Le coût de la vie étudiante reste partout élevé. Comme montré ci-dessous, le budget moyen annuel japonais est l’un des plus élevés suivis par les Etats-Unis ; la France et l’Allemagne. Mais le coût de la vie étudiante est essentiellement lié aux frais de scolarités avec des frais de scolarités très élevés pour les inscriptions dans de bonnes écoles.

 Budget moyen annuel d’un étudiant

 

 

 

Ces frais d’inscriptions ne cessent d’augmenter en France afin de faire face à la concurrence mondiale des grandes écoles. Ainsi les grandes écoles françaises n’hésitent pas à augmenter leur budget lié au recrutement de professeurs reconnus ainsi qu’au financement d’infrastructures toujours plus innovantes.

Face à ce coût de vie étudiante, les étudiants sont obligés de contracter des prêts pour financer leurs études car la plupart des parents ne peuvent pas supporter entièrement ces frais.

 

Proportion d’étudiants ayant contractés un prêt

Ainsi près de 60% des étudiants américains ont contracté un prêt étudiant, 19% des étudiants japonais, 12% des étudiants français et 4% des étudiants allemands.
Ainsi la demande de prêt ne fait ainsi qu’augmenter dû principalement à l’augmentation des frais de scolarité.
En France, les bourses étudiantes accordées par l’Etat ne suffisent plus, et des entreprises comme Financetesetudes.com ont créé un service gratuit pour les étudiants afin d’obtenir la meilleure offre bancaire.

Des différents modèles de remboursement du prêt étudiant

Selon les pays en général on n’est pas obligé de rembourser son prêt tant que l’on n’a pas trouvé du travail. Ces modalités ne se négocient pas au moment du prêt étant donné que celles-ci sont mise en place au niveau national.
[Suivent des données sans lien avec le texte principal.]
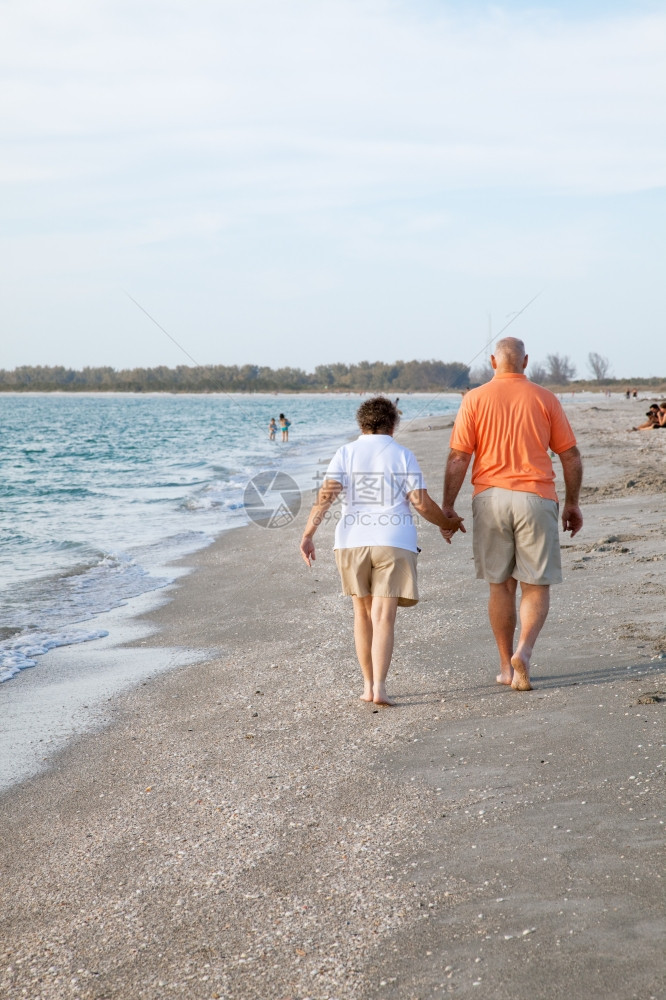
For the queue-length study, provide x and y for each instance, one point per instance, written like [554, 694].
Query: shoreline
[245, 828]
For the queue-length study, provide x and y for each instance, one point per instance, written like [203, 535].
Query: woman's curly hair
[377, 416]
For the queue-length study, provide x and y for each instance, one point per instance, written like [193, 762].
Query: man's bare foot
[521, 673]
[505, 675]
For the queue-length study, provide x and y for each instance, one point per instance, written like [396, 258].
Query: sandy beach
[245, 828]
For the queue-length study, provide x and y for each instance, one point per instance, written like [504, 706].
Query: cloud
[251, 156]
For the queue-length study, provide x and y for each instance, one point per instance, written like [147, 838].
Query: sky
[300, 182]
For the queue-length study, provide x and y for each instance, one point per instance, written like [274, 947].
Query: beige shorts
[516, 534]
[380, 570]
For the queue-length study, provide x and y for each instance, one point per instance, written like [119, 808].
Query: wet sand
[245, 827]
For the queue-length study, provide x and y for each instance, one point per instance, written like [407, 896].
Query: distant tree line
[376, 376]
[557, 369]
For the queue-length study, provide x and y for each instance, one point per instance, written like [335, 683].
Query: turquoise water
[99, 492]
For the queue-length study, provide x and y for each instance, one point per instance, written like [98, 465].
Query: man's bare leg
[363, 641]
[534, 605]
[384, 610]
[502, 615]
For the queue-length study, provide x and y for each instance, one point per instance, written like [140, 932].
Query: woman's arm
[327, 495]
[424, 505]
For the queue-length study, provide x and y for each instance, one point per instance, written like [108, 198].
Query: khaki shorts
[516, 534]
[380, 570]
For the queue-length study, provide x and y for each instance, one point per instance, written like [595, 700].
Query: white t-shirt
[376, 474]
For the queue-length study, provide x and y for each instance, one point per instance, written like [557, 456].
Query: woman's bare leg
[384, 610]
[363, 641]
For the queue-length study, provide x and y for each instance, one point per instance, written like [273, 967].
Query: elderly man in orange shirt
[510, 424]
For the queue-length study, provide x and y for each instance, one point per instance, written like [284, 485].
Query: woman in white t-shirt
[378, 482]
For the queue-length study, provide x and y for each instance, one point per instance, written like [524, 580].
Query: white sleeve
[414, 478]
[336, 468]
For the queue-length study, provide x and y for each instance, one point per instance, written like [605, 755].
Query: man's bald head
[510, 355]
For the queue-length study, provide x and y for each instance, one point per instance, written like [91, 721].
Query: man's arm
[572, 470]
[424, 505]
[327, 495]
[456, 469]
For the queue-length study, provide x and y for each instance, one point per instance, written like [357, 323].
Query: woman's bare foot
[367, 693]
[381, 697]
[521, 673]
[505, 676]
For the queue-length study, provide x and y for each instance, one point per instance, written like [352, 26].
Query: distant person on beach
[375, 537]
[510, 424]
[653, 419]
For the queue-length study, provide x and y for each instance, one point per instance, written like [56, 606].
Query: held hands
[457, 524]
[307, 549]
[572, 519]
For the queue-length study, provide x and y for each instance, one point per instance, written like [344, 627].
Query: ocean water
[99, 492]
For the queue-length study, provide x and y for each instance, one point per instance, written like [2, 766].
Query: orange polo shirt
[510, 424]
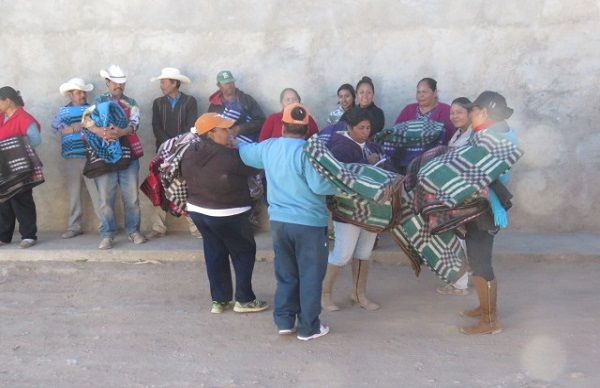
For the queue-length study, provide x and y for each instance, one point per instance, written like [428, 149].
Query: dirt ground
[148, 325]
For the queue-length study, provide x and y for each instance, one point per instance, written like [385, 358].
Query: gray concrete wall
[544, 56]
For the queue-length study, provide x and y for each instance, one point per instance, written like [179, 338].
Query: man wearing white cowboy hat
[67, 123]
[172, 114]
[127, 180]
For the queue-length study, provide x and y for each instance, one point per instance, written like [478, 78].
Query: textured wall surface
[544, 56]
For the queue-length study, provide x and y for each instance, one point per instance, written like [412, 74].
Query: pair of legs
[225, 237]
[20, 207]
[73, 168]
[480, 243]
[127, 182]
[300, 264]
[351, 242]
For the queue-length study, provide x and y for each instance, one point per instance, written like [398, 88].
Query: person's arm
[312, 127]
[159, 133]
[33, 134]
[266, 132]
[191, 114]
[251, 154]
[257, 118]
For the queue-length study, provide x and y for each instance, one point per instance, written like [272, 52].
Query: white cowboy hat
[75, 84]
[115, 74]
[171, 73]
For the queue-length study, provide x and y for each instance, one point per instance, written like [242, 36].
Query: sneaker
[154, 234]
[218, 307]
[71, 233]
[27, 243]
[137, 238]
[323, 330]
[251, 307]
[106, 243]
[449, 289]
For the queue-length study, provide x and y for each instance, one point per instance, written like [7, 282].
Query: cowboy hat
[172, 73]
[115, 74]
[75, 84]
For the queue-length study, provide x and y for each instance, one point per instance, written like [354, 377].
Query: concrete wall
[543, 55]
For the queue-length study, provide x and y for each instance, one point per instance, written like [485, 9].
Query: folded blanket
[464, 171]
[415, 134]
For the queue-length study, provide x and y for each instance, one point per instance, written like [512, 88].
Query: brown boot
[488, 318]
[330, 276]
[360, 273]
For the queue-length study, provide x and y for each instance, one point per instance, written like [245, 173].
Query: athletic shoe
[219, 307]
[254, 306]
[323, 330]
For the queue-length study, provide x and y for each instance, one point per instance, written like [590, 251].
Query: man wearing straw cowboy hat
[67, 123]
[172, 114]
[127, 180]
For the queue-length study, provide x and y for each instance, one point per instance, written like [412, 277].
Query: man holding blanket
[298, 217]
[67, 123]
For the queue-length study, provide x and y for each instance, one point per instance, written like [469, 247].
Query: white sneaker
[323, 330]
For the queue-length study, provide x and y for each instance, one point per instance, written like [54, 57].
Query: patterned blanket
[20, 167]
[410, 134]
[464, 171]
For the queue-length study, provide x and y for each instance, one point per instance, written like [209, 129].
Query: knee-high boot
[360, 273]
[488, 317]
[330, 276]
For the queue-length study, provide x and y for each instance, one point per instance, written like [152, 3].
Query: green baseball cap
[225, 77]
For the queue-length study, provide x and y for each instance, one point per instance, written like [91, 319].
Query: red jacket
[273, 127]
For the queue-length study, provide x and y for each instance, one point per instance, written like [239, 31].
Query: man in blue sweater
[298, 215]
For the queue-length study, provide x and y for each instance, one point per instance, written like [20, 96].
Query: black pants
[479, 250]
[20, 208]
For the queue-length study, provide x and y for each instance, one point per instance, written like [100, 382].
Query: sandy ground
[148, 325]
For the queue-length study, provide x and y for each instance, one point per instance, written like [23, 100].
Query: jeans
[300, 265]
[107, 185]
[73, 168]
[22, 208]
[225, 237]
[479, 250]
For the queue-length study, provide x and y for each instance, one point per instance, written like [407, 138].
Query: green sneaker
[218, 307]
[251, 307]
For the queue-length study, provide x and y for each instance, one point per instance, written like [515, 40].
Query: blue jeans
[225, 237]
[107, 185]
[300, 263]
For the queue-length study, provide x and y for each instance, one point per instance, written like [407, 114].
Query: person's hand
[373, 158]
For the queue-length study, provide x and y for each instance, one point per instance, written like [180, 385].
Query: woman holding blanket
[15, 122]
[351, 241]
[429, 107]
[488, 113]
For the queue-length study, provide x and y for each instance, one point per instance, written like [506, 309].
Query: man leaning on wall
[172, 115]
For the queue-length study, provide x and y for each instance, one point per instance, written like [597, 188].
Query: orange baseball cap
[291, 115]
[212, 120]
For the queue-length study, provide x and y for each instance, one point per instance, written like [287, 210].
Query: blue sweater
[296, 191]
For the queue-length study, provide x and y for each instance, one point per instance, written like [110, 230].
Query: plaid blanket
[20, 167]
[464, 171]
[410, 134]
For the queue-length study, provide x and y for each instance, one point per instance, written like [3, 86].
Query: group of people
[235, 141]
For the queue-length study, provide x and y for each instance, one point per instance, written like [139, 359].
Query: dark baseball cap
[494, 102]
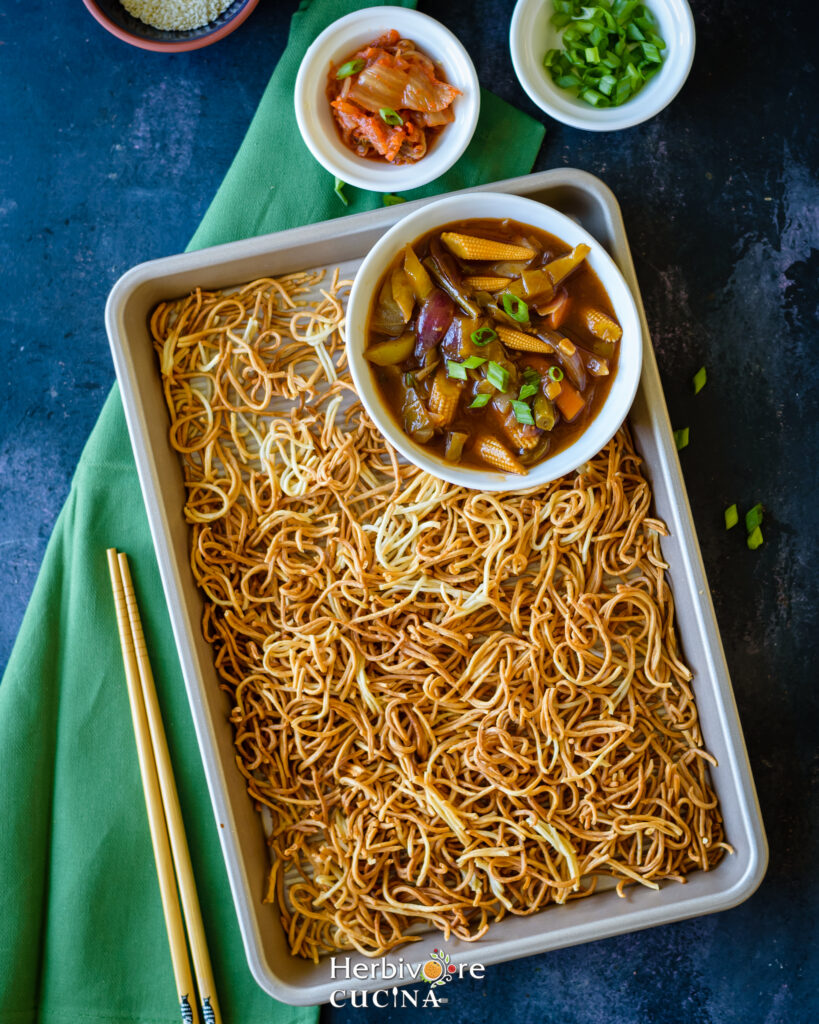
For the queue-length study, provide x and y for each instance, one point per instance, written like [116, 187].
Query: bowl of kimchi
[387, 98]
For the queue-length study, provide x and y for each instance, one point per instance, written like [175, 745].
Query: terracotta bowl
[113, 16]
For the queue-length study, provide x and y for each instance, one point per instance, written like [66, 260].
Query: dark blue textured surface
[111, 155]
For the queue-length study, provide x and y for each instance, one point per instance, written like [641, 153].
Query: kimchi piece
[389, 100]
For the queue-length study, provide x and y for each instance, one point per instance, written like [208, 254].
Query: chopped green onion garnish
[350, 68]
[755, 539]
[515, 307]
[498, 376]
[753, 517]
[483, 336]
[522, 413]
[609, 50]
[338, 190]
[390, 117]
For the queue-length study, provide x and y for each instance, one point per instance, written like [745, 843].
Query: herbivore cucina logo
[435, 971]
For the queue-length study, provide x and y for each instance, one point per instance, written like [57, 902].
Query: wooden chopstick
[173, 812]
[165, 816]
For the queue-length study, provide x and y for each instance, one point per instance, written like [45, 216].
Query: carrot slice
[569, 401]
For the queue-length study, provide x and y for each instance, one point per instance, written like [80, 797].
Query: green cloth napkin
[82, 937]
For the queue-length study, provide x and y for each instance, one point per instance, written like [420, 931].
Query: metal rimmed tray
[240, 828]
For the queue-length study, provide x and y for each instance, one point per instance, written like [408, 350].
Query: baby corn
[522, 436]
[603, 327]
[520, 341]
[497, 455]
[470, 247]
[443, 397]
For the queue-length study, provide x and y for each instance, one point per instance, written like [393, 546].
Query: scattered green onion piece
[483, 336]
[755, 539]
[753, 518]
[390, 117]
[338, 190]
[515, 307]
[498, 376]
[350, 68]
[523, 413]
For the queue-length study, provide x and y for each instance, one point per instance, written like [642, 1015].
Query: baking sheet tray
[239, 825]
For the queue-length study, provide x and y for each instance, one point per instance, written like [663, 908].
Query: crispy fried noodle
[456, 706]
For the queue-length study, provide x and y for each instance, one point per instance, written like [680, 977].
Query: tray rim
[325, 231]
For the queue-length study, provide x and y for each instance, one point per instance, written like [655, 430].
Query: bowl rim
[176, 46]
[477, 205]
[682, 44]
[336, 40]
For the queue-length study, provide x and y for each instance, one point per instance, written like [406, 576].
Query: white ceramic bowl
[315, 121]
[531, 34]
[619, 398]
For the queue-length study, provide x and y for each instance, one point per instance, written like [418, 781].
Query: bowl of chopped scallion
[602, 65]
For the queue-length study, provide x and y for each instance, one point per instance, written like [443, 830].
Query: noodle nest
[455, 706]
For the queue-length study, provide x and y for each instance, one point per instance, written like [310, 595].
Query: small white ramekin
[531, 34]
[315, 120]
[494, 205]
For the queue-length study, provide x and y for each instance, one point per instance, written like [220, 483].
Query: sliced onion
[433, 321]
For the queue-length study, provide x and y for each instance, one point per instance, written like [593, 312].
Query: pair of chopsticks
[164, 813]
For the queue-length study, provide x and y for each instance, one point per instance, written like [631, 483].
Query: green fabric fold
[82, 936]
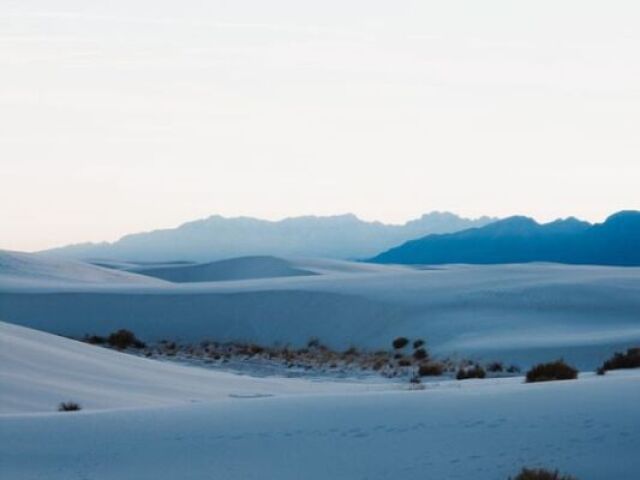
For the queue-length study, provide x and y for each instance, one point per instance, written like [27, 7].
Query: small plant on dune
[495, 367]
[404, 362]
[431, 369]
[629, 359]
[69, 407]
[540, 474]
[475, 371]
[400, 342]
[124, 339]
[420, 354]
[545, 372]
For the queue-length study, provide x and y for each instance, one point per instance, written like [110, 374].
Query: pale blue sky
[131, 115]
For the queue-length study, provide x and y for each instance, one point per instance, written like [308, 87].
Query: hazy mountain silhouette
[521, 239]
[216, 237]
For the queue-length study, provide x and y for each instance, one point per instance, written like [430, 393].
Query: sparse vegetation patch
[545, 372]
[69, 407]
[540, 474]
[124, 339]
[475, 371]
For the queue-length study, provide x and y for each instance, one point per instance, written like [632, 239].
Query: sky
[131, 115]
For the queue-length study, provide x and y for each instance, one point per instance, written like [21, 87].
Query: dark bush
[431, 369]
[124, 339]
[420, 354]
[404, 362]
[495, 367]
[69, 407]
[472, 372]
[541, 474]
[545, 372]
[630, 359]
[351, 351]
[400, 342]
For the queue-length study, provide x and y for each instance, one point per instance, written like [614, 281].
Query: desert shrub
[541, 474]
[124, 339]
[404, 362]
[95, 339]
[545, 372]
[431, 369]
[475, 371]
[400, 342]
[69, 407]
[495, 367]
[629, 359]
[351, 351]
[420, 354]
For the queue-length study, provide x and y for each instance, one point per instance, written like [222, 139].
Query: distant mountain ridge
[521, 239]
[217, 237]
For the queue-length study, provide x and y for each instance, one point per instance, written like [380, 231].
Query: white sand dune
[484, 430]
[515, 313]
[39, 370]
[34, 269]
[232, 269]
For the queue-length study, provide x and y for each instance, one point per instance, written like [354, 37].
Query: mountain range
[217, 237]
[519, 239]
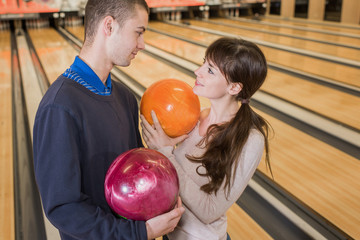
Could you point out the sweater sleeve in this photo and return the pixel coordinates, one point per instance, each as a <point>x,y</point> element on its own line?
<point>58,175</point>
<point>210,207</point>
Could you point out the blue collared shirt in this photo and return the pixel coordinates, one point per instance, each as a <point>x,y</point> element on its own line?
<point>80,72</point>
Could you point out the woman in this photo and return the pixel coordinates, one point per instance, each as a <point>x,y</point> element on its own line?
<point>220,155</point>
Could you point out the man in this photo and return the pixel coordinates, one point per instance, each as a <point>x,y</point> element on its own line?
<point>85,121</point>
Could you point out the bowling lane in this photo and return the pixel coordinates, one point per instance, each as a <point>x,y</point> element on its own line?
<point>338,51</point>
<point>290,88</point>
<point>331,26</point>
<point>321,176</point>
<point>55,52</point>
<point>340,73</point>
<point>253,231</point>
<point>7,219</point>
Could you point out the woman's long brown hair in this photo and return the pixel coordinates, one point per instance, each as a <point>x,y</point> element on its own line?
<point>243,62</point>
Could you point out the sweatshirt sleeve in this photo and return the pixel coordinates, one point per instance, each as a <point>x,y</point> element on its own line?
<point>58,175</point>
<point>210,207</point>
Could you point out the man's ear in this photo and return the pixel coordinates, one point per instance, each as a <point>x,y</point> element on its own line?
<point>108,25</point>
<point>235,88</point>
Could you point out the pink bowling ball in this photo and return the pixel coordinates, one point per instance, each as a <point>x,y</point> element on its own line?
<point>141,184</point>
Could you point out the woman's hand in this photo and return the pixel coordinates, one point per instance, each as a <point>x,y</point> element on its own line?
<point>154,136</point>
<point>165,223</point>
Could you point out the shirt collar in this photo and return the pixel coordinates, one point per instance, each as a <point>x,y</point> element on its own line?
<point>88,75</point>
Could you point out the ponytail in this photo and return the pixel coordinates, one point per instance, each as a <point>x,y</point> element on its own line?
<point>224,143</point>
<point>243,62</point>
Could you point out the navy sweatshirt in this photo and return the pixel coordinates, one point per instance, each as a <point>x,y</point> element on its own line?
<point>77,135</point>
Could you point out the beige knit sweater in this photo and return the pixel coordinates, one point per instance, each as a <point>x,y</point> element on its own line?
<point>205,214</point>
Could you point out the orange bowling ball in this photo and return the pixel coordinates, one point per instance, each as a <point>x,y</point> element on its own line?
<point>175,104</point>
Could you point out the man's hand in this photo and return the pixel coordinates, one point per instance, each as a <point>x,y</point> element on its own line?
<point>165,223</point>
<point>154,136</point>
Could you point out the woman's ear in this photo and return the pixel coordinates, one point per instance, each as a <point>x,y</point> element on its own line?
<point>108,25</point>
<point>234,88</point>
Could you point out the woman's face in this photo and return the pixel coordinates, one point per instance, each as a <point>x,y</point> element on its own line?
<point>210,82</point>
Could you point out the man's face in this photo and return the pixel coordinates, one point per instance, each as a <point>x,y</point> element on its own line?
<point>127,40</point>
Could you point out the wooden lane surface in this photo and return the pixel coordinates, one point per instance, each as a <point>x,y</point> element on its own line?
<point>54,51</point>
<point>324,178</point>
<point>344,74</point>
<point>321,176</point>
<point>312,96</point>
<point>240,225</point>
<point>7,219</point>
<point>335,27</point>
<point>338,51</point>
<point>30,82</point>
<point>292,31</point>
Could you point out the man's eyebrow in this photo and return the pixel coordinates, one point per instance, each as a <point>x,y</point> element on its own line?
<point>142,28</point>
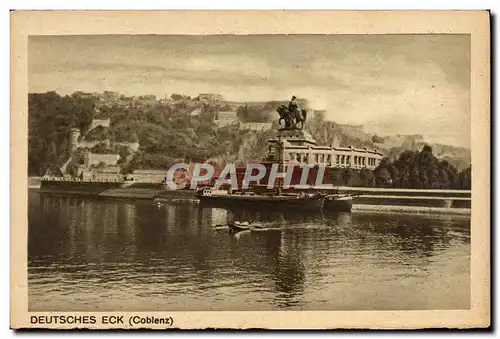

Il existe deux modèles de remboursement du prêt :

- Système mortgage : une certaine durée, un certain montant, des paiements réguliers exigés.

- Système de remboursement différé en fonction du revenu : rien à payer en rentrant dans l’établissement, on commence à payer à la fin de ses études et seulement si on gagne au dessus d’un certains seuil et l’étudiant paye une fraction de se revenus au dessus de ce seuil.

Le deuxième système est de plus en plus répandu, car il permet aux étudiants de choisir des études amenant à des métiers à faible rémunération et donc de ne pas priver le payer de métiers de l’enseignement par exemple.

Deux points de vue :

- Individuel : vous payez ce que vous pouvez à la fin de vos études en fonction de ce que vous gagnez et juste une fraction au dessus d’un certain seuil. Ce qui permet donc de vivre malgré un prêt sur le dos. Malgré tout il y a une face cachée de l’iceberg : a bout de 20/30 ans si vous n’avez pas rembourser la banque annule votre dette, mais pendant ses 20/30ans les intérêts s’accumulent faisant augmenter votre dette.

Il faut donc faire attention lors de la souscription à un prêt aux différentes modalités de celui-ci.